The Fair Credit Reporting Act (“FCRA”)
So many employers during the hiring and onboarding process unknowingly or intentionally violate adverse action law by failing to hire someone without abiding by the Fair Credit Reporting Act (the “FCRA”). Section 1681b(b)(2)(A) (the “disclosure requirement”) of the FCRA provides that a person or entity may not procure a consumer report for employment purposes unless:
- A clear and conspicuous disclosure has been made in writing to the consumer at any time before the report is procured… in a document that consists solely of the disclosure that a consumer report may be obtained for employment purposes; and
- The consumer has authorized in writing… the procurement of the report by that person.
Remarkably, employers often avoid these legal obligations. In addition, Section 1681b(b)(3)(A) (hereinafter, the “pre-adverse action requirement”) of the FCRA states:
- In using a consumer report for employment purposes, before taking any adverse action based in whole or in part on the report, the person intending to take such adverse action shall provide to the consumer to whom the report relates (i) a copy of the report; and (ii) a description in writing of the rights of the consumer [to obtain and dispute information in the report]. Tonge v. Fundamental Labor Strategies, Inc., 277 F.Supp.3d 809, 812-813 (2017).
The clear purpose of the pre-adverse action requirement is to ensure that applicants and employees have the opportunity to “discuss reports with employers or otherwise respond before adverse action is taken” against them. Id., citing Goode v. LexisNexis Risk & Info. Analytics Grp., 848 F.Supp.2d 532, 537 (E.D. Pa. 2012). Our law firm has seen many instances where the employer denies applications this opportunity. Rather, employers take adverse action against employees without furnishing a copy of the report or a description of their rights. Critically, an “adverse action” includes denying an employment application. § 1681a(k)(1)(B)(ii). Failing to provide notice of pre-adverse actions rights is the “very injury that FCRA is intended to prevent.” Tonge, 277 F.Supp.3d 809 at 821 (2017).
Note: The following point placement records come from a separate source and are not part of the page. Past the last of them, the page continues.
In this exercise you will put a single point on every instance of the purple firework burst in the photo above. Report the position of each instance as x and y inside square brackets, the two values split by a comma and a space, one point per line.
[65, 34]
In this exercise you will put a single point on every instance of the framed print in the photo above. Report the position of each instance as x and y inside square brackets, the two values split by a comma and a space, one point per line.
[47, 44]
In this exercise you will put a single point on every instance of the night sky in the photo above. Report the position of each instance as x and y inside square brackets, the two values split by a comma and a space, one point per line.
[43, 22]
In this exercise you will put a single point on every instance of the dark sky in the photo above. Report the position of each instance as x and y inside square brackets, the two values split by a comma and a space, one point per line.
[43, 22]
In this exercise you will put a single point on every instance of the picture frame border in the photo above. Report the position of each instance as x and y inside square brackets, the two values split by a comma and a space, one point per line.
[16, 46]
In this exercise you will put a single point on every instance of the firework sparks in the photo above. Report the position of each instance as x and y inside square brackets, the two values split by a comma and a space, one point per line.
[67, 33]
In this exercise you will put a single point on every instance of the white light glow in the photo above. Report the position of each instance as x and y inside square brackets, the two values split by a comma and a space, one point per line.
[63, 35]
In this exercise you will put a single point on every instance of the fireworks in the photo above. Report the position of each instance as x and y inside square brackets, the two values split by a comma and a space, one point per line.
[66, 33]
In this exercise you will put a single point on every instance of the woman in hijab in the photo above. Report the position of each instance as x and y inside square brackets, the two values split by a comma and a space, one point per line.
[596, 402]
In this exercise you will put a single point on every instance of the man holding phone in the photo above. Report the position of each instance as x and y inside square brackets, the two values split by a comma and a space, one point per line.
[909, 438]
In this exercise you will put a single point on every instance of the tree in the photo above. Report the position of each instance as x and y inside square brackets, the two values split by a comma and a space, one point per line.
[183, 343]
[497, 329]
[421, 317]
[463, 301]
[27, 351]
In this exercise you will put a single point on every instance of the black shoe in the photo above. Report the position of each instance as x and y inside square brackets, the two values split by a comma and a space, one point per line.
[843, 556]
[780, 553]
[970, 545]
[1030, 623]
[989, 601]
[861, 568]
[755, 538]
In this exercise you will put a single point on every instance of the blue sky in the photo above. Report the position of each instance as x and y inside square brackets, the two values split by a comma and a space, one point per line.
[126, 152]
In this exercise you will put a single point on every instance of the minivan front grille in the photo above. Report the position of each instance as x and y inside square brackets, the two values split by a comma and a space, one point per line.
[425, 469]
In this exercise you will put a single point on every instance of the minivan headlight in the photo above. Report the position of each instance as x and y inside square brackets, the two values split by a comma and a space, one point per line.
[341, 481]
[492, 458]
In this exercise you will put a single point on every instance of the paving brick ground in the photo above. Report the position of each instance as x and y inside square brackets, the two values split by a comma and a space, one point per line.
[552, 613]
In addition, an employer’s adverse action against an applicant can also violate Title VII of the Civil Rights Act of 1964, 42 U.S.C §2000e, et seq. In Griggs v. Duke Power Co., the Supreme Court construed Title VII to prohibit “not only overt discrimination but also practices that are fair in form, but discriminatory in operation” – that is, practices that have a “disparate impact.” 401 U.S. 424, 431, 91 S.Ct. 849, 28 L.Ed.2d 158 (1971). Under Title VII, employers cannot blanketly discriminate against potential employees with felonies. Green v. Missouri Pac. R. Co., 549 F.2d 1158 (8th Cir. 1977). Where an applicant possesses the requisite qualifications for the job, there is a rebuttable inference that the employer refused to hire the applicant solely due to criminal acts that are often in the applicant’s distant past.